The Penninks and Seinen (1982) study has also been allocated a Klimisch score of 2 on the basis that the study is a short-term feeding study with no information on the stability of the test substance in the diet or homogeneity of the test diets provided. The purity of the test substance (dibutyltin dichloride) is not reported.
The Barnes and Stoner (1958) study has been allocated a Klimisch score of 4.
Dibutyltin chloride was the test substance employed in all the studies presented under repeated dose toxicity. Under gastric conditions, dibutyltin dimethoxystannane is anticipated to hydrolyse to dibutyltin chloride. A read-across approach from dibutyltin chloride was considered acceptable when dosing repeatedly via the oral route.

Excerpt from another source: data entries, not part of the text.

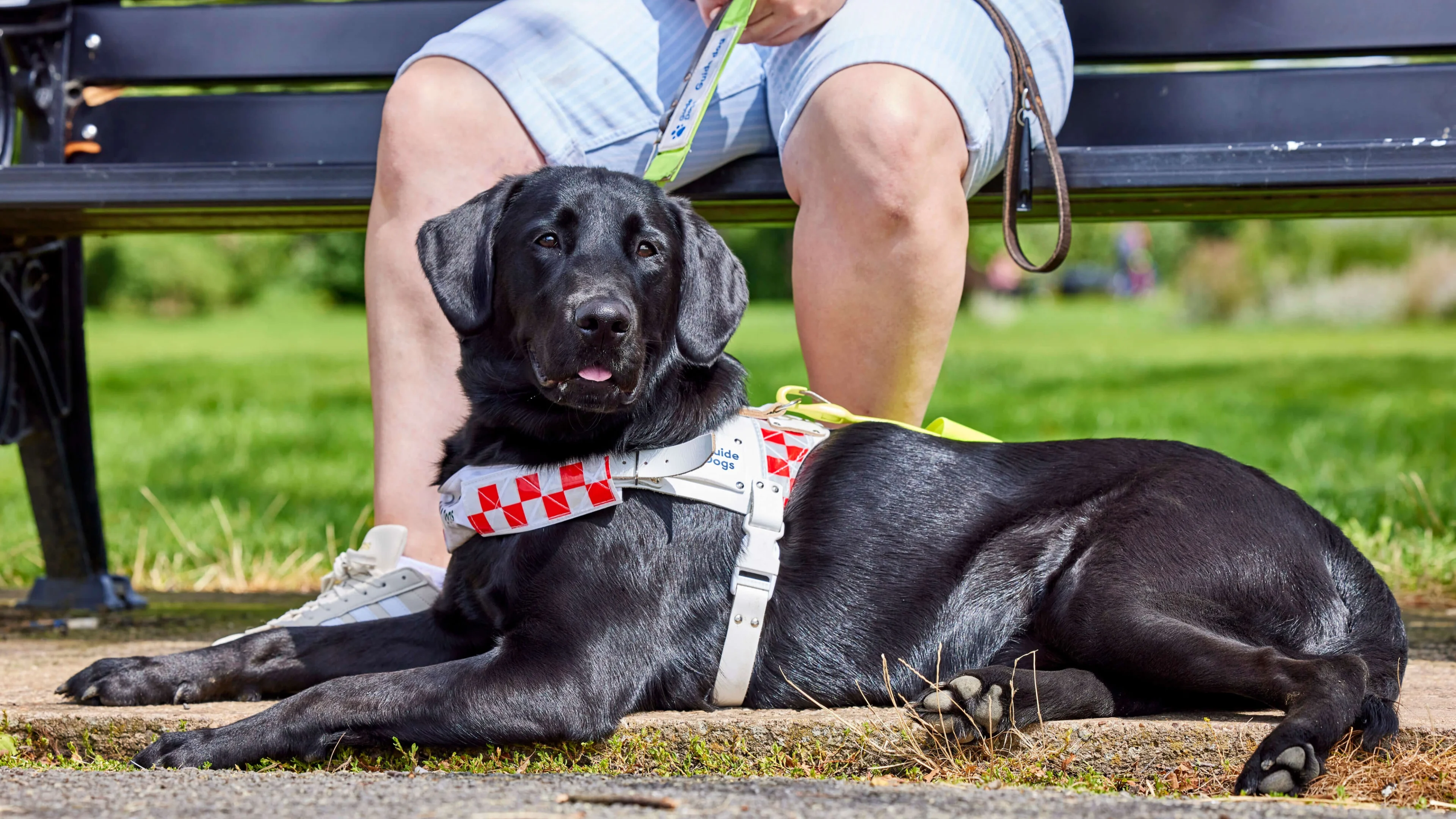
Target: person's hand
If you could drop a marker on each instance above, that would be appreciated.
(777, 22)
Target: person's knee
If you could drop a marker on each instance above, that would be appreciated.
(882, 138)
(445, 126)
(428, 95)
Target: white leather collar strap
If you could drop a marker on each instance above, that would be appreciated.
(747, 465)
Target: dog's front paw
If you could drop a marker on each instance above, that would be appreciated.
(226, 747)
(969, 707)
(1279, 767)
(127, 681)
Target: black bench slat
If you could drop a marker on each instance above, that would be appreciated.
(1167, 30)
(199, 44)
(286, 129)
(1251, 107)
(1109, 110)
(370, 40)
(1109, 183)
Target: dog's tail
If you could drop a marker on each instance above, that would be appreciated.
(1376, 636)
(1378, 720)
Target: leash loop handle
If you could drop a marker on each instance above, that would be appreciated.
(1017, 181)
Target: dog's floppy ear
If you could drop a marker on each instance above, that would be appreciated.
(456, 251)
(714, 290)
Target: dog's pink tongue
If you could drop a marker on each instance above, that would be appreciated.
(595, 373)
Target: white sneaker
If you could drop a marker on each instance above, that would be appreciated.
(366, 584)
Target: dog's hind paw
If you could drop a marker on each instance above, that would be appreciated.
(1274, 770)
(967, 707)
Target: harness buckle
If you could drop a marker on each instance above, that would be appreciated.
(759, 560)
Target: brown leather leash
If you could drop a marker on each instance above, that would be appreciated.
(1017, 181)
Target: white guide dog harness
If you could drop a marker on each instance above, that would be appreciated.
(747, 465)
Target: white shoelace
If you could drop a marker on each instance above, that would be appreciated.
(351, 570)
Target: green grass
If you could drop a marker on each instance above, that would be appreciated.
(271, 406)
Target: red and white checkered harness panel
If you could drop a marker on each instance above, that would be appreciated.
(529, 497)
(535, 497)
(784, 454)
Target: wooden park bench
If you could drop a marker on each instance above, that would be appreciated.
(246, 117)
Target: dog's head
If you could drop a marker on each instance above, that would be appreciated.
(583, 288)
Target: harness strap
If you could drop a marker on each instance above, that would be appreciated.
(753, 581)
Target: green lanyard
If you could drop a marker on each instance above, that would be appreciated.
(682, 119)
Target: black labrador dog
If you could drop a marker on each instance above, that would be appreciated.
(1147, 576)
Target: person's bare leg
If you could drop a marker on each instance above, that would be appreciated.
(875, 164)
(447, 135)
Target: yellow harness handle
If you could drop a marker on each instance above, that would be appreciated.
(822, 410)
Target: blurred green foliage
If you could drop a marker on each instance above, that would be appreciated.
(1224, 270)
(267, 409)
(188, 273)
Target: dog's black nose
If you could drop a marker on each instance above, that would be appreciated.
(603, 320)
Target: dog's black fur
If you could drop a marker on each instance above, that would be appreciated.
(1145, 575)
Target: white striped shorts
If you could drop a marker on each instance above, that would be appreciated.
(590, 78)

Key value for chemical safety assessment

Repeated dose toxicity: via oral route - systemic effects

Endpoint conclusion
Dose descriptor:
NOAEL
2 mg/kg bw/day
Study duration:
subchronic
Species:
rat

Additional information

A robust review of data for organotin compounds (including dibutyltin) by the EU’s Scientific Panel on Contaminants in the Food Chain (SPCFC, 2004) appears to include the above studies. The available data for repeat-dose (subchronic) studies are restricted to rats, exposed to dibutyltin chloride. Determination of NOAELs is variable, but thymus weight is considered a critical endpoint. One study concludes effects at a dose level as low as 50 ppm in diet/2.5 mg/kg bw/day (Pennincks et al, 1982). Another study of equivalent reliability identifies 2 mg/kg bw/day as a NOAEL (Gaunt et al, 1968). As the only reliable sub-chronic study available Gaunt et al, (1968) was selected as the key study for this data requirement.

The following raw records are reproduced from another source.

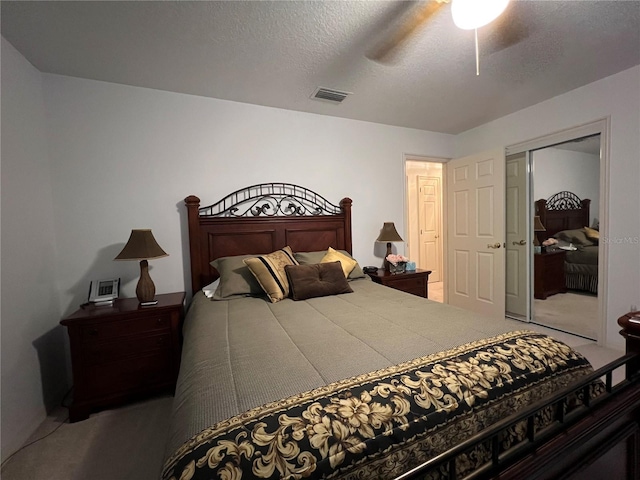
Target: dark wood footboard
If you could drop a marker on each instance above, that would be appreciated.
(599, 438)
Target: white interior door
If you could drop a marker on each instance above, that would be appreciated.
(517, 244)
(475, 225)
(429, 208)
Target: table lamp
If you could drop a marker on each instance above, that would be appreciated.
(537, 227)
(142, 246)
(388, 234)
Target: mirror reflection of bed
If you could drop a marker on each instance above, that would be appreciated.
(566, 268)
(566, 189)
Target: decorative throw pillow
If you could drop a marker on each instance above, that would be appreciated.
(307, 258)
(269, 271)
(236, 279)
(577, 237)
(346, 262)
(592, 234)
(316, 280)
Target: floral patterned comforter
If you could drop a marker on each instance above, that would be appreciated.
(383, 423)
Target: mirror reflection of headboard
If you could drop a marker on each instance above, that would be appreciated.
(563, 211)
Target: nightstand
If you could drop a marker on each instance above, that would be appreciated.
(548, 272)
(123, 352)
(415, 281)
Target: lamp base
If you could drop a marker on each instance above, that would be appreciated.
(386, 262)
(145, 290)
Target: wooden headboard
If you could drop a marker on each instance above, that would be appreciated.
(563, 211)
(261, 219)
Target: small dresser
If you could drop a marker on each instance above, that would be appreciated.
(414, 282)
(548, 274)
(123, 352)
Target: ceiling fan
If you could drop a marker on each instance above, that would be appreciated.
(467, 15)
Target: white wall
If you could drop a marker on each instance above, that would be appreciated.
(617, 97)
(34, 375)
(126, 157)
(556, 170)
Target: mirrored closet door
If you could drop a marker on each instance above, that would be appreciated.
(552, 225)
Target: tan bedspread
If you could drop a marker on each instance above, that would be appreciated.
(243, 353)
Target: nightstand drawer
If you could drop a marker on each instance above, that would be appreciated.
(127, 346)
(130, 374)
(106, 330)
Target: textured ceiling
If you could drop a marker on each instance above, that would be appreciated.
(277, 53)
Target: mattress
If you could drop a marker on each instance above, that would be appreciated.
(245, 359)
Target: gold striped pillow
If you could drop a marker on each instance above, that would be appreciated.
(269, 271)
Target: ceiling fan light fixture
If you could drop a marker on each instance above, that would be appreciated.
(472, 14)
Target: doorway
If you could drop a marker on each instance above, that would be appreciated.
(424, 178)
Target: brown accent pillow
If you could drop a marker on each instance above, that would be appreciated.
(578, 237)
(316, 280)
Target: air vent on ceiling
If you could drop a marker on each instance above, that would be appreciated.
(329, 95)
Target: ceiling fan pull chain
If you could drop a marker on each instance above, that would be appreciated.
(477, 54)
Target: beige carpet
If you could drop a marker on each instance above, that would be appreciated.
(128, 443)
(121, 444)
(570, 312)
(435, 291)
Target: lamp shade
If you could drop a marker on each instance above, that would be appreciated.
(389, 233)
(141, 246)
(471, 14)
(537, 225)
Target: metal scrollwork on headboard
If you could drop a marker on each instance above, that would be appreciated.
(564, 201)
(271, 200)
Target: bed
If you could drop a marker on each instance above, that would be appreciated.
(369, 382)
(566, 218)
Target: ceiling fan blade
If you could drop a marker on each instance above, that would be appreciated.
(506, 31)
(407, 29)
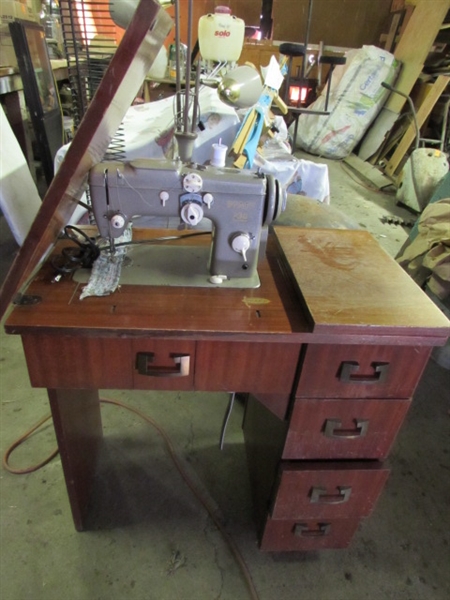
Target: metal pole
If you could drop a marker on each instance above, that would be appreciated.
(308, 25)
(178, 67)
(188, 69)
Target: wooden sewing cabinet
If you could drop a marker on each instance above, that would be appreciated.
(329, 348)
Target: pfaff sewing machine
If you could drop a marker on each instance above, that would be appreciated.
(239, 205)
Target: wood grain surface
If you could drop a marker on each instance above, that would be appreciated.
(348, 283)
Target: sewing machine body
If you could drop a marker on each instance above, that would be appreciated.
(239, 205)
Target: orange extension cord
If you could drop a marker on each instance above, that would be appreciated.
(203, 501)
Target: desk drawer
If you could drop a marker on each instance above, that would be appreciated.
(109, 363)
(307, 535)
(361, 371)
(160, 364)
(329, 490)
(268, 368)
(330, 428)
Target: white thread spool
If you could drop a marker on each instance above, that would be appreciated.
(219, 155)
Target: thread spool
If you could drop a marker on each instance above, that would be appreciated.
(219, 155)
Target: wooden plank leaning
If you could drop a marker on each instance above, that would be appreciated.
(126, 72)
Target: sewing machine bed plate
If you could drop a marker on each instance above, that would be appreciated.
(170, 266)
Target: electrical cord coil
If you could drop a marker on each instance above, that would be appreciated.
(171, 450)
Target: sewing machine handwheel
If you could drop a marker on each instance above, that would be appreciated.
(275, 200)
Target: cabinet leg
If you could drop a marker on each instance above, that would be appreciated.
(78, 427)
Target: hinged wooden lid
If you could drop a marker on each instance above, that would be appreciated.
(126, 72)
(349, 284)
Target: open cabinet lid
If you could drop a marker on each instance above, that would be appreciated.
(130, 64)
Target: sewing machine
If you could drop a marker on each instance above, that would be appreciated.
(239, 204)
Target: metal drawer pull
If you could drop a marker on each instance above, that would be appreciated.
(179, 369)
(319, 495)
(348, 373)
(303, 530)
(333, 429)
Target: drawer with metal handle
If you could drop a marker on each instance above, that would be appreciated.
(336, 428)
(347, 371)
(327, 490)
(163, 364)
(306, 535)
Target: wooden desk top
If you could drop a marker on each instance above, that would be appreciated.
(139, 310)
(316, 285)
(348, 283)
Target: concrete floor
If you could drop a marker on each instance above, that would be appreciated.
(150, 538)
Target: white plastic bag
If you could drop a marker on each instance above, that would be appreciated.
(356, 97)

A read-across approach was considered appropriate from dibutyltin chloride to other dibutyltins. Under gastric conditions dibutyltins are hydrolysed to form dibutyltin chloride. This is demonstrated in various dibutyltin compounds presented in the TNO report V5047, (presented as individual reports as under Toxicokinetics).

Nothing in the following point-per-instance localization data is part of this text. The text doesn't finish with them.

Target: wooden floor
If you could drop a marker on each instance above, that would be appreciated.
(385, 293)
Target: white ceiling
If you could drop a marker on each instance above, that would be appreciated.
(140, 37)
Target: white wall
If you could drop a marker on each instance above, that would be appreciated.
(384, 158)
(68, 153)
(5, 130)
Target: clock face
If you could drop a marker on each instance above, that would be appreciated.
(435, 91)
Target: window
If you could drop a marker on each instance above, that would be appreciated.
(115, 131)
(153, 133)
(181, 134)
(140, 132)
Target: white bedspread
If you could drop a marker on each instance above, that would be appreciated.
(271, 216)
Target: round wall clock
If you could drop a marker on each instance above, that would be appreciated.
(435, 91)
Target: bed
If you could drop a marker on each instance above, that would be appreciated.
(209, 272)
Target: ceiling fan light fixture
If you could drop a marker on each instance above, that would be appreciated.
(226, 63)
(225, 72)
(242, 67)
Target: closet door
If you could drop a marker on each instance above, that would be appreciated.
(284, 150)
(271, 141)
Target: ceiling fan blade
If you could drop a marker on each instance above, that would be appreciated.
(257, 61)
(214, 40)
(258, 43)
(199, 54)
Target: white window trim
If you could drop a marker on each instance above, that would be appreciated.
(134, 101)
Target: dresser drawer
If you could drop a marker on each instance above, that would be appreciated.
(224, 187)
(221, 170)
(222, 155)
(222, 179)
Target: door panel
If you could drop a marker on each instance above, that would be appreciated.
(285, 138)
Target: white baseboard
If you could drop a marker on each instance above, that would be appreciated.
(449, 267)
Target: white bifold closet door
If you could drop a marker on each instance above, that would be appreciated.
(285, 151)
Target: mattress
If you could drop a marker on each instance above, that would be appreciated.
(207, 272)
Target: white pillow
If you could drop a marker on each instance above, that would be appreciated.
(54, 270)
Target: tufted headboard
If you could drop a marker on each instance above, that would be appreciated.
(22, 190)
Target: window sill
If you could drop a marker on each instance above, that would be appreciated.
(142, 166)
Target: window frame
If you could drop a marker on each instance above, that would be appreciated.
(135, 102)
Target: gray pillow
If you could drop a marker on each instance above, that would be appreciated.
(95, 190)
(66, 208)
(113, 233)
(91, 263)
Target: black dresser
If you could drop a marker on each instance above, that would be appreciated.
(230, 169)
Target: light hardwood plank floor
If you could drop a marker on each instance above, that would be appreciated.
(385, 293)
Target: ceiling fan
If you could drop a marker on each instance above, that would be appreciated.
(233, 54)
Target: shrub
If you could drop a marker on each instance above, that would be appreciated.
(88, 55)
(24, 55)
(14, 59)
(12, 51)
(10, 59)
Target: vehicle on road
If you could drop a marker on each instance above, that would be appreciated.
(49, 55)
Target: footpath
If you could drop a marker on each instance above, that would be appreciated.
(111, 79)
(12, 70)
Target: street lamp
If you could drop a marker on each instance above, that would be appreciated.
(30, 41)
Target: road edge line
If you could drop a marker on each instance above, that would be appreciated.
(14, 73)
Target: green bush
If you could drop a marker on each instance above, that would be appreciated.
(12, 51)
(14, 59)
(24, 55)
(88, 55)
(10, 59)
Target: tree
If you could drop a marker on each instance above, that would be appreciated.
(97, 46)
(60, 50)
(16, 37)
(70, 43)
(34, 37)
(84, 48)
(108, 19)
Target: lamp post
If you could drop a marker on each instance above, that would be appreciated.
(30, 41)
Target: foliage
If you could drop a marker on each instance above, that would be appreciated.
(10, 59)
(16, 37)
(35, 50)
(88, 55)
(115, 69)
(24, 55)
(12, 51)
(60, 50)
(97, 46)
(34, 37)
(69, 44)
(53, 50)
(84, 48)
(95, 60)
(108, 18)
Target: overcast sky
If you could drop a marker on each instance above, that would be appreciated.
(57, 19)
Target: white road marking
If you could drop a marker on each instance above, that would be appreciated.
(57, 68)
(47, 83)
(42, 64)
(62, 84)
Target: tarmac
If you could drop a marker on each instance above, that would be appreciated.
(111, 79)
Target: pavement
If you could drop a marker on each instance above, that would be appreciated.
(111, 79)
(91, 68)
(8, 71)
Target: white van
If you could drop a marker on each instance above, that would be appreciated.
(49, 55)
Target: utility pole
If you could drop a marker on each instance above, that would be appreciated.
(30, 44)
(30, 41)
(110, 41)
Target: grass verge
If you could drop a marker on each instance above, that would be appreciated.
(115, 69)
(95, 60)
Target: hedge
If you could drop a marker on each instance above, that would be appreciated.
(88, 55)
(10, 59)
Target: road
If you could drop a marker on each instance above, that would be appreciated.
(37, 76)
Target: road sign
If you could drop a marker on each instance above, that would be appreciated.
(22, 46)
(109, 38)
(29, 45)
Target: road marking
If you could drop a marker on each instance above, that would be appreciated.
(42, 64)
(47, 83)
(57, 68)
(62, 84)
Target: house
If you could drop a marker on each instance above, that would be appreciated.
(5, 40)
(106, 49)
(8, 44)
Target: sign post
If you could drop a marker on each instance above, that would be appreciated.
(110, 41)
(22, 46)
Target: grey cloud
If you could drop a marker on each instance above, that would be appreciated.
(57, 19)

Justification for classification or non-classification

The substance is classified with R48/R25 according to Directive 67/548/EEC. According to Regulation (EC) no 1272/2008 the test substance would be classified as a STOT Rep. Exp. 1 with Hazard statement: H372: Causes damage to thymus through prolonged or repeated exposure and should be accompanied with the signal word 'Danger'.